Socio-Technical perspectives on xaied
Birhane et al. (Citation2022) argue that although AI ethics is a rapidly growing field it cannot keep pace with the rapid development and rollout of AI systems into all parts of society, and as a result most work in this area is shallow. They describe AI ethics as characterised by agnosticism about existing forms of oppression and insufficiently focused on the structures and institutions that perpetuate inequality. Hickok (Citation2021) also calls for greater diversity amid a need to progress from high-level abstractions and concepts in favour of applied ethics which establish accountability. Chatfield (Citation2020) similarly points out that we can’t think about the ethics of AI distinctly from the ethics of our society.

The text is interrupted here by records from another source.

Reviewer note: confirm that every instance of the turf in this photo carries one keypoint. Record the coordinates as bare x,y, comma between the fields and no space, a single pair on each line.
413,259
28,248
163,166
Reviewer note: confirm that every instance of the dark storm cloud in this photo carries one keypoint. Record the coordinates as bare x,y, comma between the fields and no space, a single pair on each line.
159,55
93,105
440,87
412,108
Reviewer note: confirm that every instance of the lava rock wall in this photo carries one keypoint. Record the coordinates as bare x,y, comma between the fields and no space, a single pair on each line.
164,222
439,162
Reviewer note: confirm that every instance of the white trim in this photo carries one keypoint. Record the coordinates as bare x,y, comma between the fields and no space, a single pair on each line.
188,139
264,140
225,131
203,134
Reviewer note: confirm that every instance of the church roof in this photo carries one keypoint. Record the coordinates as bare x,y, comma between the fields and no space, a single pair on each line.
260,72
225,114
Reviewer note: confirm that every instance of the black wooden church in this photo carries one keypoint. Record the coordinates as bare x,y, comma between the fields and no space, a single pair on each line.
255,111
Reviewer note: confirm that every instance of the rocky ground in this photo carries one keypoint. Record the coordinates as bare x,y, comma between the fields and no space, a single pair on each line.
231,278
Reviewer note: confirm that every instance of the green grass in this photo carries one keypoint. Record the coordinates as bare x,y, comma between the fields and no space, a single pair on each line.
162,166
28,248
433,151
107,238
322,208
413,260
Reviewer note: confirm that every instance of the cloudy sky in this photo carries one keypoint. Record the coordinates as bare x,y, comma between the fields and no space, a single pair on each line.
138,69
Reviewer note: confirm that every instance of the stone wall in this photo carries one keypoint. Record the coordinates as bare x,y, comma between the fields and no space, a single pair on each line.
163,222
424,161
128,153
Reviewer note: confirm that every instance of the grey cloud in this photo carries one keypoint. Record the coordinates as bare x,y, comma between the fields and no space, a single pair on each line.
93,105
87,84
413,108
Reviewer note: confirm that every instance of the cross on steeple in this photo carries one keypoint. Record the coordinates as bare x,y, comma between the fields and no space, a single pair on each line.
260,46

Attempting to fully understand the socio-technical scale of AI implementations is challenging. Crawford and Joler (Citation2018) have described the interconnected nature of such systems through primary production and processing of raw materials; manufacturing; logistics; assembly; data preparation; programming; AI training; infrastructure, platformisation, user interfaces; and devices. Each stage involves various forms of human labour (much of which is ethically questionable though ‘invisible’ to the end user). To focus on the AI-user dichotomy is to overlook many socio-technical and context-dependent aspects (Vera Liao, Gruen, and Miller Citation2020).
Antoniadi et al. (Citation2021) reviewed 121 papers, finding that explainability is an important part of building trust in AI systems but that introducing XAI features can add significantly to the cost of systems. They found that there is a significant amount of work to be done in studying applications of XAI in ethically important contexts (such as medicine). Notably, the bigger the dataset – and AI requires ever bigger datasets – the less connection there is to the individual. We are increasingly affected by algorithms which one has not intentionally engaged with: shadow profiling is common on social networks and for advertisers and interlinked systems sharing data means isolating systems is difficult. Viljoen (Citation2021, 37) notes that such ‘horizontal’ data relations within our technological infrastructures are designed to facilitate and monetise data flows rather than regulate responsibilities or prevent injustices. There is also a need for human data curation to support machine learning which can lead to exploitation of the most marginalised who are most at risk when algorithmic systems fail (Hao and Hernández Citation2022; Birhane et al. Citation2022; Ricaurte Citation2022; Carman and Rosman Citation2020).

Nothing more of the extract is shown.